JavaScript Procedural Sky Texture

Easy Procedural Clouds with Canvas API

Live stream set for 2025-06-20 at 14:00:00 Eastern

Ask questions in the live chat about any programming or lifestyle topic.

This livestream will be on YouTube or you can watch below.

Creating a Simple Blue Sky with Procedural Clouds Using Vanilla JavaScript

Procedural textures can bring life and realism to web graphics without relying on external images or libraries. In this tutorial, we’ll create a simple yet visually appealing blue sky with soft, fluffy clouds entirely in vanilla JavaScript – no dependencies needed.

You’ll learn how to use value noise to generate natural-looking clouds and add subtle color variation to the sky to avoid flatness. Plus, you’ll get handy buttons to generate new cloud patterns and download your creation.

What Is Value Noise?

Value noise is a type of gradient noise used to create smooth, natural random patterns. It works by generating a grid of random values and smoothly interpolating between them based on the pixel’s position.

Compared to simpler random noise (which can look grainy and harsh), value noise produces softer, more organic patterns – perfect for clouds, terrain, water ripples, and more.

A CAPTCHA presents a challenge that is relatively easy for humans to complete but difficult for bots to replicate.
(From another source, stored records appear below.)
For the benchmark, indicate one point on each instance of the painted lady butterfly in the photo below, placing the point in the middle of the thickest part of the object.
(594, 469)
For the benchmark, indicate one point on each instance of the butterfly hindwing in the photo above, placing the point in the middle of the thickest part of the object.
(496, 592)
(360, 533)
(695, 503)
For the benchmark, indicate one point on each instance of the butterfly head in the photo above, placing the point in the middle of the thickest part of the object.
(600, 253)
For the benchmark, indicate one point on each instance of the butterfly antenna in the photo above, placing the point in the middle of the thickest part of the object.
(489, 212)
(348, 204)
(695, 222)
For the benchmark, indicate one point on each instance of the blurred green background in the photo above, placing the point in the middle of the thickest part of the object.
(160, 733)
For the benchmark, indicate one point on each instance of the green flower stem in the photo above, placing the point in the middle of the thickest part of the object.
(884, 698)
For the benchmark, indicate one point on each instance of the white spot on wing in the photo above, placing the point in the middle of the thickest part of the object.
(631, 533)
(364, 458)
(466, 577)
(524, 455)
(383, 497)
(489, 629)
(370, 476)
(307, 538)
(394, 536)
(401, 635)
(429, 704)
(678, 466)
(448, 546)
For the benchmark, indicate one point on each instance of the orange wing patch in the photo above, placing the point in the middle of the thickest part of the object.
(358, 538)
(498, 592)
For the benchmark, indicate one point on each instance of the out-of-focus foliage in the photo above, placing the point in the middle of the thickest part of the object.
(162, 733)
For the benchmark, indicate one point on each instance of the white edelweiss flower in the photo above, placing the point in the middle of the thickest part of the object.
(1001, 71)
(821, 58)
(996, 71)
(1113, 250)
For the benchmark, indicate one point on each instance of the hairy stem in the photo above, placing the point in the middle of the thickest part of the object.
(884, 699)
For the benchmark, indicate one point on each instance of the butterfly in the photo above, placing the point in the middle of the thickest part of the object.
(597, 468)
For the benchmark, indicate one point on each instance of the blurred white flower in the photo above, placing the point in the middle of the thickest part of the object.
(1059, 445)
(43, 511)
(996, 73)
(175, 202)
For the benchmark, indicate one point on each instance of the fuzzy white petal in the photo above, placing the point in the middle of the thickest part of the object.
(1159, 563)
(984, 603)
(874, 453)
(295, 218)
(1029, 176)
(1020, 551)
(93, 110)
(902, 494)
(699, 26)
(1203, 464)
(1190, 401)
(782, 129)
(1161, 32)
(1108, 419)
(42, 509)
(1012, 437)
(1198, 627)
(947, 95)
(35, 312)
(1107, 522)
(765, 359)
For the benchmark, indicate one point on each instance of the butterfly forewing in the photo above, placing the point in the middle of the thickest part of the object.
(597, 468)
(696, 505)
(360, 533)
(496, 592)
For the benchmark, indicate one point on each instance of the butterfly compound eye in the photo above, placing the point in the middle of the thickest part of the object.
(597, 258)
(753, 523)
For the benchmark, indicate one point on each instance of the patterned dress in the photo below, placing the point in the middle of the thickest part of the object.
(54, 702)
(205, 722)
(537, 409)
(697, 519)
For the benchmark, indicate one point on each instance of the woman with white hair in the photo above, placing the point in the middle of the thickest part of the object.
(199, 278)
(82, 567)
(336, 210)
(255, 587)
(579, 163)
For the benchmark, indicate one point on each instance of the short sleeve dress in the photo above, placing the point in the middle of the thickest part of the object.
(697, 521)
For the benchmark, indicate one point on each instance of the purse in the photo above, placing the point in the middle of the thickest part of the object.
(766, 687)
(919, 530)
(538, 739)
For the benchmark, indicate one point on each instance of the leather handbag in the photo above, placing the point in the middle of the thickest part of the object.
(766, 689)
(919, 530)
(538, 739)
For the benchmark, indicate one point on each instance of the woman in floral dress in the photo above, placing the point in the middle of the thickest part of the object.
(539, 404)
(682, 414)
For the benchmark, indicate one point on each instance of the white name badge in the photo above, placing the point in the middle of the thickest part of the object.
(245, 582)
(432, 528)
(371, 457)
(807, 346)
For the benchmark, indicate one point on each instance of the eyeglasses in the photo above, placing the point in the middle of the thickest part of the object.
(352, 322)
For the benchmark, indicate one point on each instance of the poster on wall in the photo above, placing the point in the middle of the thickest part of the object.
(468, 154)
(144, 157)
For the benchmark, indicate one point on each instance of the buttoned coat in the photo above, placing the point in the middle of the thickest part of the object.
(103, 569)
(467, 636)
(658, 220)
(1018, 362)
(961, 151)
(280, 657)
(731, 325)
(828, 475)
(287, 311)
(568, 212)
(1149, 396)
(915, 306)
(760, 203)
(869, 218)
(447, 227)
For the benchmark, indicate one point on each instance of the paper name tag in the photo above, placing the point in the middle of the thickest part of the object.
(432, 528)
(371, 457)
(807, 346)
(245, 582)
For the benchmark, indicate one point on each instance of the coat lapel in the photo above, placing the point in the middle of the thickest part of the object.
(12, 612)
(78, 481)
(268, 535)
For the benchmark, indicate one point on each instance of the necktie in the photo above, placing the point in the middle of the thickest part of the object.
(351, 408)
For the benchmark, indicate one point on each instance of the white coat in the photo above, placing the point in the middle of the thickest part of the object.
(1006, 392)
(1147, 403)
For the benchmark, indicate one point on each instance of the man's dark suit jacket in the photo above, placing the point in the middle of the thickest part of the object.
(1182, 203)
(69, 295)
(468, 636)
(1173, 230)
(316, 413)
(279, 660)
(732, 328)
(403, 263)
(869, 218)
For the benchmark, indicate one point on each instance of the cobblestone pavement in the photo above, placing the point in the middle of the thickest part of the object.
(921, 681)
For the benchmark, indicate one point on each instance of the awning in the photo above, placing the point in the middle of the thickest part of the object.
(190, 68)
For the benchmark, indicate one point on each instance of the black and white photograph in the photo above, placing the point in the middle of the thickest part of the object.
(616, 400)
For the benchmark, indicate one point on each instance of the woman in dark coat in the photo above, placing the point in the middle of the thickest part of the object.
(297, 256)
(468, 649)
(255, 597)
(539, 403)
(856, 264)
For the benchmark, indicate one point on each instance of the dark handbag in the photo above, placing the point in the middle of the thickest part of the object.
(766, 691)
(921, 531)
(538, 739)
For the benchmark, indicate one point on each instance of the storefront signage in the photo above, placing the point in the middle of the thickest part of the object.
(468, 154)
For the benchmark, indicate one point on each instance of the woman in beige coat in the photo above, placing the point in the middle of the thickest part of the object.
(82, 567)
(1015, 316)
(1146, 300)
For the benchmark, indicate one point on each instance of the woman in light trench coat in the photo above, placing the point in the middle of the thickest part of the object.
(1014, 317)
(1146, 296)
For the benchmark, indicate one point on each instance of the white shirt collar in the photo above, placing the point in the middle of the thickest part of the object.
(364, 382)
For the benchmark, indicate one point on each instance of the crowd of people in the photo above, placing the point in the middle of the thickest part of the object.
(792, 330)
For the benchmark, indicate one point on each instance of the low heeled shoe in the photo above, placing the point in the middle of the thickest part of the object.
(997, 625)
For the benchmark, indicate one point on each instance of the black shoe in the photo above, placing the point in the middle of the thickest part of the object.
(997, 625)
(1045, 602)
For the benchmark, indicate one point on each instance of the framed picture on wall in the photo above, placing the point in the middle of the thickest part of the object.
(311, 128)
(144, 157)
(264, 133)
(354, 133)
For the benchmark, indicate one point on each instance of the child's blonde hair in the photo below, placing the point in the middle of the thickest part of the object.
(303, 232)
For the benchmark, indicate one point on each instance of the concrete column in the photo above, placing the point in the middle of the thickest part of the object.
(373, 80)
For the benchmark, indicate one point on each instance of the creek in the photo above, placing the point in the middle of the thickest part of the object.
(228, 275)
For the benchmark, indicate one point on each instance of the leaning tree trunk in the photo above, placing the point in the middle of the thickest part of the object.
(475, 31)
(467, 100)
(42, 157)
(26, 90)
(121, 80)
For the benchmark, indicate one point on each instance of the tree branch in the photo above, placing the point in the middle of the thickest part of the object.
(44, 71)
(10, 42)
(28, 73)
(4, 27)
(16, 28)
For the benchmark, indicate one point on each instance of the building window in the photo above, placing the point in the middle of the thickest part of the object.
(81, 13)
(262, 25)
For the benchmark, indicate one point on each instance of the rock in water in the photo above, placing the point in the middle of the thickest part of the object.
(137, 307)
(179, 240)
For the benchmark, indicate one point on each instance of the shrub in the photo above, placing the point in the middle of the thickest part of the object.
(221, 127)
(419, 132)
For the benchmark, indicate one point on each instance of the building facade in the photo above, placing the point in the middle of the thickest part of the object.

The Core Concepts in Our Code

1. The Noise Grid

We create a grid of random values – in this case, a 17×17 grid (gridSize = 16 means 16 cells between 17 points). These values are the “seed” for our noise.

2. Interpolating Noise

For each pixel, we calculate where it lies between four surrounding grid points and smoothly interpolate the random values of those points. This interpolation creates smooth transitions and avoids hard edges.

3. Generating Clouds

Clouds are generated by taking the noise value to a power greater than 1 (here, Math.pow(valueNoise, 2.5)), which makes bright areas puffier and darker areas smaller. We then threshold the noise to keep only denser parts as clouds, blending those with the sky.

4. Adding Sky Variation

To avoid a flat, boring sky, we add a second layer of low-frequency noise that subtly modulates the blue and green channels, simulating the natural variations you might see in a real sky.

The User Interface

Two buttons allow you to:

  • Generate Clouds: Creates a fresh noise grid and redraws the sky with new clouds.
  • Download Texture: Saves the current canvas as a PNG image for you to use or share.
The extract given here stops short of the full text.